At this point, I must really admit that Pip was not my dog, but entirely Barbara's. They were really a pair! In the house, in the yard, in the RV; he was always by her side and variously referred to as "Velcro" and "The Shadow". When Barbara was gone, Pip would lie in the yard looking at the street for her car to return, or inside keeping check on the door to make sure he was there to greet her return. As I mentioned, he was a good listener, and occasionally he and Barbara would have 2-way conversations. . . really.

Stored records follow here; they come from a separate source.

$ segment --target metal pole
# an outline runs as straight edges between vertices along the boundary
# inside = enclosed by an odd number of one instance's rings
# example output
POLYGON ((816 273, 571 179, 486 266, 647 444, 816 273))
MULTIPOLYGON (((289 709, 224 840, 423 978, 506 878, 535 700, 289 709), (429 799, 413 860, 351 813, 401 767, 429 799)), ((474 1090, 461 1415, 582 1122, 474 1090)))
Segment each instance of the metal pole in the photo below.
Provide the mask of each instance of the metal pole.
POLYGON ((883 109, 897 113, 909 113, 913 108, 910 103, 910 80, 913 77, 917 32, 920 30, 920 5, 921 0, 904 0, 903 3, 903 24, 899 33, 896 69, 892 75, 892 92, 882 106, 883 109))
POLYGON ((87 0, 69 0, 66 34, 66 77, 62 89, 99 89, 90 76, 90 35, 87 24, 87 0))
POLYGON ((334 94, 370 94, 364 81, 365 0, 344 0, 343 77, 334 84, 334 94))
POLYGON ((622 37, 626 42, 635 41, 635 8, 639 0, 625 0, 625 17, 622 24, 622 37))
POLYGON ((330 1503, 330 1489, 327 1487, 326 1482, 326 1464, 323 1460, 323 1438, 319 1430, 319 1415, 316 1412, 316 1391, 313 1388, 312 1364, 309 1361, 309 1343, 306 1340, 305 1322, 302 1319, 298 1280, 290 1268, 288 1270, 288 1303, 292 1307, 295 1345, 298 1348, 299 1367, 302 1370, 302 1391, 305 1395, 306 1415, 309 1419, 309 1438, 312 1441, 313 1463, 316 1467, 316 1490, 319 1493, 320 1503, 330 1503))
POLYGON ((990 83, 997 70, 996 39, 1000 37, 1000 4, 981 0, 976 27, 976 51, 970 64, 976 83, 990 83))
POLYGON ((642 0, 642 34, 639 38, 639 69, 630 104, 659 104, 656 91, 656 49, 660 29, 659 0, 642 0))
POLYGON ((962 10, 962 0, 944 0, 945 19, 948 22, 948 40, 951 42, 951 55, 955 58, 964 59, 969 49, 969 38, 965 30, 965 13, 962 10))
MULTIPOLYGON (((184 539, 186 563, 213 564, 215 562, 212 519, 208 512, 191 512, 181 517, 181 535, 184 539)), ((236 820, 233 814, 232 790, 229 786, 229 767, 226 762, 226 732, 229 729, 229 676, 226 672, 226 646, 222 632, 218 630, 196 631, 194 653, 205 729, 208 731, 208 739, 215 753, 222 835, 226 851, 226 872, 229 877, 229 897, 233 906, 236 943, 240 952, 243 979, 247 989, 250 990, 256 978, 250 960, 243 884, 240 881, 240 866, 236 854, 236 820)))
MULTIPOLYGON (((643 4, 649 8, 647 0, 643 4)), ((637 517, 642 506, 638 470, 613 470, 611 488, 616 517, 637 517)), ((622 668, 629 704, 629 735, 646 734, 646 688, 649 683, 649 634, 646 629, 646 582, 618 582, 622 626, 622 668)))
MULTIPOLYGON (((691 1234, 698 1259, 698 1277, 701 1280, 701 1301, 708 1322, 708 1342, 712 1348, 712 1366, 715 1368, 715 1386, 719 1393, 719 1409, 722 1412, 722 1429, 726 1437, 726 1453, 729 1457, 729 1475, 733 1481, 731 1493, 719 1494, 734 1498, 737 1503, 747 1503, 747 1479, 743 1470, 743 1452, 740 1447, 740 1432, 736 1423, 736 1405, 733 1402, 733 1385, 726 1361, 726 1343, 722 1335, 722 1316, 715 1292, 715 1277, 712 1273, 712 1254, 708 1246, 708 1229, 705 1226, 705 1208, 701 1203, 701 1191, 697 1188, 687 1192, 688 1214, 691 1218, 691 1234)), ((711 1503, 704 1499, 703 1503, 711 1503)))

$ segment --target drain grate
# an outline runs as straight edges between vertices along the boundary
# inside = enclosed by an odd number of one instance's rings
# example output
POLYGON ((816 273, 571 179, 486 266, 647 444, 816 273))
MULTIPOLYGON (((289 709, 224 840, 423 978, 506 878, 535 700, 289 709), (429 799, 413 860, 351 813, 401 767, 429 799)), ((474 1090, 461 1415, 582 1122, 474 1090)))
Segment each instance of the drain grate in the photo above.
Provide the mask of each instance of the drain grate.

While not banned from the bed, he almost always slept on the floor. However, when we woke up in the mornings, even if we just laid there without talking, we could expect this 90# black and white form to come flying up on the bed, and for this he earned the title of "The Flying Nun." At some point most mornings, he and Barbara would lie in the bed and he would give off sighs and literally purr as she scratched and rubbed the right spots. I was almost jealous!

He LOVED Estes Park. The temperature was suitable for his double coat, and the variations on smells around the town and park were probably on par with my visit to the British Library. From our main deck, he watched and talked to various creatures of the mountains. Without question it was the favorite of his places to live.

Most people experienced in RV life would not think a dog this large would work out in the confined space of a RV; this was not the case. Pip was so well-behaved, and so quick to learn what he should and should not do, that his presence had no impact . . . and his presence was better than a small, barking dog jumping around the dashboard. He was quick to bark and warn off strange noises, and quick to befriend guest when present. Traveling won't be the same without him.

This past winter was a good one with Pip. The weeks I was in Palm Springs, we walked almost every day along a 2-mile trail frequented by other dogs/owners. This was an unofficial off-lead area with a hiking trail. Pip would explore and meet other dogs and their people as we circumnavigated our daily route. He would get distracted while I walked ahead, then run to catch up. The first suggestion that there was a problem was that in the last 2 or 3 walks we took, he slowed his pace and seemed to be getting tired at the end. As we moved the motorhome to Tucson, we noticed him doing a lot of panting, and in the last 3 or 4 days he became very lethargic. I was/am in Cedar Rapids as Barbara took him to the Tucson Veterinary Center, and we ultimately got the bad news that he had a spleen tumor that was bleeding into his abdomen and treatment options offered no cure or releif.


Pip gave to us as much as we gave to him, and Webster's states it well:

Friend (n) " one attached to another by affection or esteem".